Just do x = A \ b — it gives you the minimum-norm solution by default when A has more columns than rows. If you need to solve a sequence of right-hand sides for the same A, use the pivoted QR factorization:

QR = qr(A, Val(true))
x = QR \ b

If you search discourse for “minimum norm” you will find more discussions of these topics.

4 Likes

It is nice to see that.
I was under the impression Julia’s \ is identical to MATLAB.
Yet MATLAB’s solution isn’t guaranteed to return the Least Norm solution for Under Determined Systems.
I look on the documentation, both use QR yet Julia states it uses Pivoted QR. Is that the trick for that?
Does it cost more (Performance wise) than regular QR?

I was looking for a solution that minimizes memory allocation because I’m solving several systems in a loop. Since my systems have full rank, the cheaper LQ factorization can achieve the same result as pivoted QR.

I was wondering if there is any function available which can use the LQ factorization itself, without constructing the L and Q matrices explicitly.

Seems like it is just a bug / missing feature. lq(A) \ b should be perfectly well defined.

2 Likes

The dense QR and LQ solvers in LinearAlgebra all seem to materialize a new triangular matrix, against Lucas’ wish to avoid allocation. IIUC the corresponding LAPACK routines use views into the packed factorizations, so why don’t the Julia versions?

The new LQ solver works in-place when you call ldiv!.

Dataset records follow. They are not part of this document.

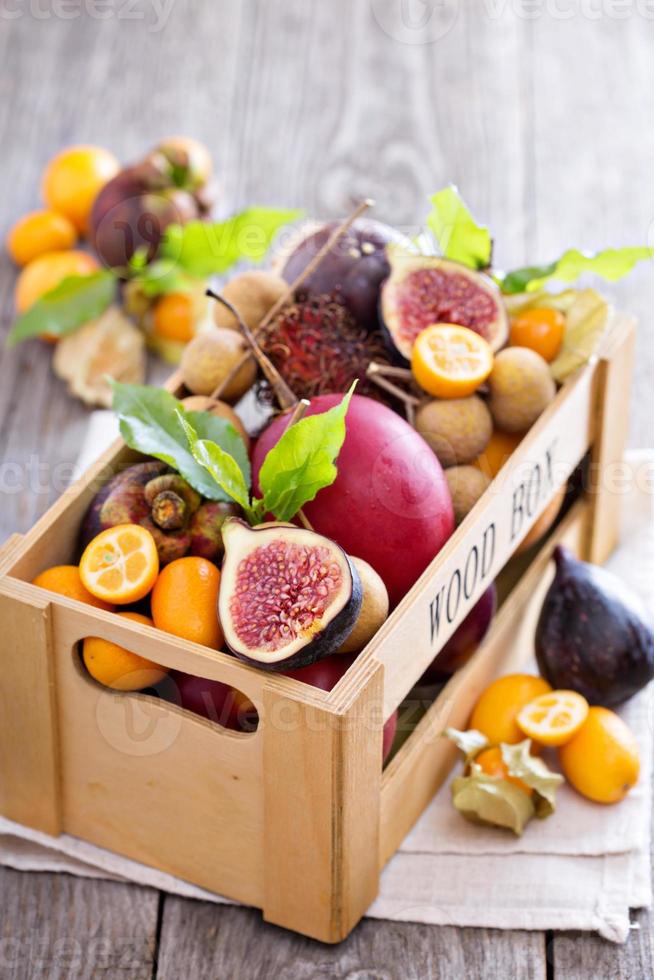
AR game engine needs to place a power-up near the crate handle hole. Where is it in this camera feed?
[73,638,259,736]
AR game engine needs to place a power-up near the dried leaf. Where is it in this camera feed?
[451,762,534,836]
[500,738,563,819]
[53,306,145,408]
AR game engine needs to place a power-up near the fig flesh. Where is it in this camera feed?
[218,518,362,670]
[536,546,654,707]
[381,245,509,361]
[252,395,454,608]
[281,218,406,330]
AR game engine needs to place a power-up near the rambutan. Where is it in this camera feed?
[257,293,390,402]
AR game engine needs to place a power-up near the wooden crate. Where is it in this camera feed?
[0,317,634,942]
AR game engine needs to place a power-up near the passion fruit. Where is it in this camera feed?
[252,394,454,607]
[218,518,362,670]
[381,245,509,361]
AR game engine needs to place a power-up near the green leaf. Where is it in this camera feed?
[112,381,250,501]
[159,207,302,279]
[499,246,653,294]
[427,184,493,269]
[7,269,116,347]
[259,382,356,521]
[500,738,564,819]
[177,409,250,511]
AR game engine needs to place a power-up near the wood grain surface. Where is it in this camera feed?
[0,0,654,980]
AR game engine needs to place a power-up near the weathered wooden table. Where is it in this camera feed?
[0,0,654,980]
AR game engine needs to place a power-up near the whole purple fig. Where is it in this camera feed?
[536,546,654,707]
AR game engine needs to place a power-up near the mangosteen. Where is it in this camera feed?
[218,518,362,670]
[80,460,240,565]
[90,160,201,269]
[281,218,407,331]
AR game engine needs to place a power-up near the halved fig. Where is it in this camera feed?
[380,244,509,361]
[218,518,362,670]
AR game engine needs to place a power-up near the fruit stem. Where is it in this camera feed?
[206,289,298,408]
[284,398,309,432]
[207,197,375,408]
[366,361,420,425]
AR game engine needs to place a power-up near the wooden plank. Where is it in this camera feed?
[0,595,61,835]
[157,896,546,980]
[263,667,383,942]
[586,318,636,565]
[0,868,159,980]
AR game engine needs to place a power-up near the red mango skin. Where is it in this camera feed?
[252,394,454,608]
[284,653,398,765]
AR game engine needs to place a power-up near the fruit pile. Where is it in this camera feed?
[447,547,654,834]
[23,180,649,768]
[6,137,295,405]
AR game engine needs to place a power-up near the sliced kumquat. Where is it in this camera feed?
[79,524,159,605]
[411,323,493,398]
[516,691,588,745]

The pivoted-QR solver needs to call tzrzf!, which requires a new array. (Maybe the subsequent line constructing an UpperTriangular matrix could use a view, though? Better yet, maybe this factorization could be cached in the QRPivoted for subsequent calls?)

(The pivoted-QR ldiv! implementation is fairly old — it derives from the / function in #3315 based on LAPACK’s xgelsy, which was ported to an “in-place” function in #5526 without changing the fact that it allocated new matrices. It would probably be useful to revisit it, cc @andreasnoack.)

It’s been a while but I guess I couldn’t figure out a way to avoid allocations. I think the LAPACK version uses work space for this step. However, it might very well be possible to reduce the number of allocations here.